LITTLETON, N.H. — For the past 41 years, Elzey and Elaine Burkham ran Burkham Construction, a contracting firm performing residential, new construction, and renovation work in Campton, New Hampshire, on the southern edge of the White Mountains. They dreamed of retiring to a cabin they would construct near their beloved mountains. In anticipation of that day, they built a cabin in Littleton, New Hampshire, on the northern edge of the White Mountains, which they called their little slice of heaven on earth. They planned to live there with their German short-haired pointer named Tikka. In February, Elzey Burkham slipped on the ice and broke his hip. For four months, he struggled with pain and doctors told him he needed a new hip. He had hip replacement surgery on June 20, 2016, but on July 6, doctors discovered an infection and put him on antibiotics. A week later the redness was gone, but Elzey was running a temperature. He was advised to go to the emergency room, and when he did, he told the doctor that his legs were going numb. He was admitted to the hospital, and was transferred the next day to a Regional Medical Center.

The infection had done its damage, and Elzey woke up paralyzed from the chest down on July 16.

Extensive tests were run both at the Regional Medical Center as well as at a rehab facility in Massachusetts, but they were inconclusive. Doctors simply could not explain what had happened, and the Burkham’s were left to figure out how to live with paralysis. That also meant Elzey had to close his business much sooner than he’d wished to do so. The pair was immediately faced with unanticipated needs that were not covered by insurance, such as outfitting their Chevy suburban with driving controls, having a ramp installed on their cabin, widening doors and remodeling the bathroom, and installing a ceiling-based Hoyer lift to help Elzie navigate from his bed to his wheelchair. The lift was important because Elaine had mastectomies due to breast cancer in November 2015, so she had to be cautious about lifting weight. With his income reduced to Social Security disability

and a small monthly stipend from a long-term disability policy the pair began pulling from its retirement savings to help fund these items.

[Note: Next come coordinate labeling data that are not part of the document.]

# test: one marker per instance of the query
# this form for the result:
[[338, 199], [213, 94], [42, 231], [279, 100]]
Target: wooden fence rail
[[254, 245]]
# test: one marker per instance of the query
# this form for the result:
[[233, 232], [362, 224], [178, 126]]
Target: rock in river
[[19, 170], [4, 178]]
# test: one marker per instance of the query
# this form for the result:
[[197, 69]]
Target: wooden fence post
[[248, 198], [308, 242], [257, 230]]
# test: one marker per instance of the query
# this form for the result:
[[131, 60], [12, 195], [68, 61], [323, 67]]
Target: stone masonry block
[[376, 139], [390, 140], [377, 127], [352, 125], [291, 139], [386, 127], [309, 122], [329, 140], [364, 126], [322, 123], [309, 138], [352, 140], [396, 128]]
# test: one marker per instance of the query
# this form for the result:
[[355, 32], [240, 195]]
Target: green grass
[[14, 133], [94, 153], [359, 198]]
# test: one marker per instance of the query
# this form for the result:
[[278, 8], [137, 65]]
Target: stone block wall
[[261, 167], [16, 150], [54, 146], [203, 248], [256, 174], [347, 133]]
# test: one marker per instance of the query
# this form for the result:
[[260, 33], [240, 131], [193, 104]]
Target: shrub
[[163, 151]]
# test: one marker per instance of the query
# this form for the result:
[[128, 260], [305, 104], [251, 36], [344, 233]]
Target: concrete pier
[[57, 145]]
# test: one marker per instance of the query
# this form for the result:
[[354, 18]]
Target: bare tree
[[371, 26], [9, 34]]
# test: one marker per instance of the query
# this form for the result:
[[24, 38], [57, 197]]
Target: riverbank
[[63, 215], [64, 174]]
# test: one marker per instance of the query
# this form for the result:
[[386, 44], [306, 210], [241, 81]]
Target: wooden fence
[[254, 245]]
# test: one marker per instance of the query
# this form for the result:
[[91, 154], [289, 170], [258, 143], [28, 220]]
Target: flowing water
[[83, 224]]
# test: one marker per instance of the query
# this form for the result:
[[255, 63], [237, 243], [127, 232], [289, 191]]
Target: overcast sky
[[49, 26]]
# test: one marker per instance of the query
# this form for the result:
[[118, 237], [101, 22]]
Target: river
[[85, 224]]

They also read about the Joseph Groh foundation from the Christopher and Dana Reeve Foundation website. They petitioned the foundation for assistance with the ceiling based Hoyer lift.

Thanks to the foundation’s gracious donors, Elzey and Elaine’s requests were met.

The Burkham’s have retained an attorney, who is determining whether they have a legal case, — even though they realize it is very unlikely any doctor will testify it was the surgery that caused the paralysis. Meanwhile, Elzey continues to rehab in order to regain as much strength and function as possible. After the lift was installed, Elaine wrote and said “You have no idea how this lift has changed our lives. It has made a very difficult situation easier to handle.”